If there is champagne enough / let's give another hoist to the boy / who laughs at the tired shadows on the wall / and paints his reckless masterpiece / with no further expectations.

The sound of blues, not my own / but the low-down songs of women. Love stirs my coffee / the velvet of Yes / A white horse gallops. 

Her fingers trace highways along his arm / In a moment there will be wings, a blue heron / He moves in her direction / as though singing were a map.

Arithmetic leads to ultimate divisions / land mass under water / Yet a boy paddles a bark canoe / confident of the current.

This hiding in the tunnel of myself / denies the chairs their rightful place. Light through the window creates a momentary event / shadows in a drift toward after.

The man I meet on page 125 is now in pieces. / The mirror slants but will not lie / I would prefer to wander the streets of Paris with the artist /despite the chill.

In the hum of murmurations / every bird adjusts astonished air / Clouds contort, these mindless wheels / in the world without allegiance / Horses, round-rumped, dare me to look away.

Women survived in the dark, like feet in pinching shoes until / they turn from Molly Barnacle’s, yes to / Bartleby’s, I prefer not.

The sky bends with the hawk / you answer, your words like water … / and then, the ocean, the wedge / partial like us. / Your look rests on the curve of my cheek.

Can these days really be winter / with your words that match / the fingers as you touch / what you know of me / and even what you don’t?

Everyone looks out the window / wondering if the headlines / move the earth or what / brings hot lentils to the table.

Death has no et cetera / I borrow a motley palette from myself / The canvas will not stretch. / Still-life does not hold still. / Blue oranges turn to mauve, turn to gray. / Unfamiliar music enters the room. (A Mother’s Lament)

As the self pledges its allegiance / to a tidiness of napkins on the table / we stir the gibbous moon into our cups.

The flap of disappearing wings through the open window / This day was for sleep, the accuracy of dreams / closer to words on the notebook’s page / the loss of love.   (for Elizabeth Bishop).

The woman at the piano wears a hat. / His black trousers hold his impatience. / It is 1891, a coachman with tired horses knocks. / At the opera, singers will break the air. / She thinks of his mouth, the taste of wildwood cherries / yet, returning, knives hang in the clock.

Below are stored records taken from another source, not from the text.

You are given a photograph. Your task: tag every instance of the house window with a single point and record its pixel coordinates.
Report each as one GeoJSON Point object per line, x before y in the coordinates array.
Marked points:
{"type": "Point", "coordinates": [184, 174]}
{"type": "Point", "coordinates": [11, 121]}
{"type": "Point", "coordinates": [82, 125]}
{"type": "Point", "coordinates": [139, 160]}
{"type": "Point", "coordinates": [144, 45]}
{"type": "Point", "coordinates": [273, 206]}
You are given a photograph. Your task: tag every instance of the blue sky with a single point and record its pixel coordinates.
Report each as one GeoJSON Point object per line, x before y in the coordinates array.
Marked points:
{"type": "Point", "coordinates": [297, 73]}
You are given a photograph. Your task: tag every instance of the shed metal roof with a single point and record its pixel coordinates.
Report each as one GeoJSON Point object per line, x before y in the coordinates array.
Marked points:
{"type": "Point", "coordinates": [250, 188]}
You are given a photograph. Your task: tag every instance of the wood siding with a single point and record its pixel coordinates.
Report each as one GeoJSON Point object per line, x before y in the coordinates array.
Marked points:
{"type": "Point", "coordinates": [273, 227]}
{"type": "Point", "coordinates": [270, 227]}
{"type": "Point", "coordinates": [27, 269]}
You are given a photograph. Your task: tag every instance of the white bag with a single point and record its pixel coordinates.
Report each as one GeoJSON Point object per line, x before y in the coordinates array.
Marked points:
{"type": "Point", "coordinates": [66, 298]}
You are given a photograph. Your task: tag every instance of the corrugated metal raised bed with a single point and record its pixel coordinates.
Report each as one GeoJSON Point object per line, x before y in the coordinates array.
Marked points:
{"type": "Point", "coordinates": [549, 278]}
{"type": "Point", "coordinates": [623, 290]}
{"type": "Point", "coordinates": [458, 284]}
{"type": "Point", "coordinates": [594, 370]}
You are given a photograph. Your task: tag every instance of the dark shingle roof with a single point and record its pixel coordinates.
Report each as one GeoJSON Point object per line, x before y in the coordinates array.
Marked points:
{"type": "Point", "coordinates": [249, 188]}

Breakfast on the balcony / unlike the insistent birds I wouldn’t interrupt / your timbered voice carrying its sex / filling me with all I know and cannot know of you.

I watched them talk at Sunday supper / My uncle had lost his thunder into buttered toast / waiting for events that already happened / My eyes fixed on the enameled porcelain table / its corner nicked to black. (After the market crash, 1929)

My knees need grease / but the mellow sax delivers me from evil. / Growing old is a privilege, faith / its own vehicle, even as the cab keeps its motor running / and the eucalyptus tree bends lower every year.

Inspiration is drawn to pushy tides / away from headlines and oratory / she hears instead an empty glass on wood / shivers her to what lies below/ Images find their words in the telling, / A cold stone appears in her hand.

I wear the enamel pendant for the shy unsaid / A woman in Japan looks through a rim of tears / He has not gone far, but away / still, she will not say to him / “These days remove me from myself” / her mouth, thick with silence.

For me, a bite of crusty bread / its center soft, a little sour. / Just yesterday you told me / that my love of pan rests in the middle of companion / break bread indeed with the taste of your touch.

Words proclaim the sacred in the unlit candle, / a chipped cup in the sink / This holiness isn't waiting for Godot.

In the airport fog, under his slouched hat, there is Rick / deciding for teary Ilsa, that for them / the slings and arrows might only amount to a hill of beans / and Paradise lost was just as good as Paris regained.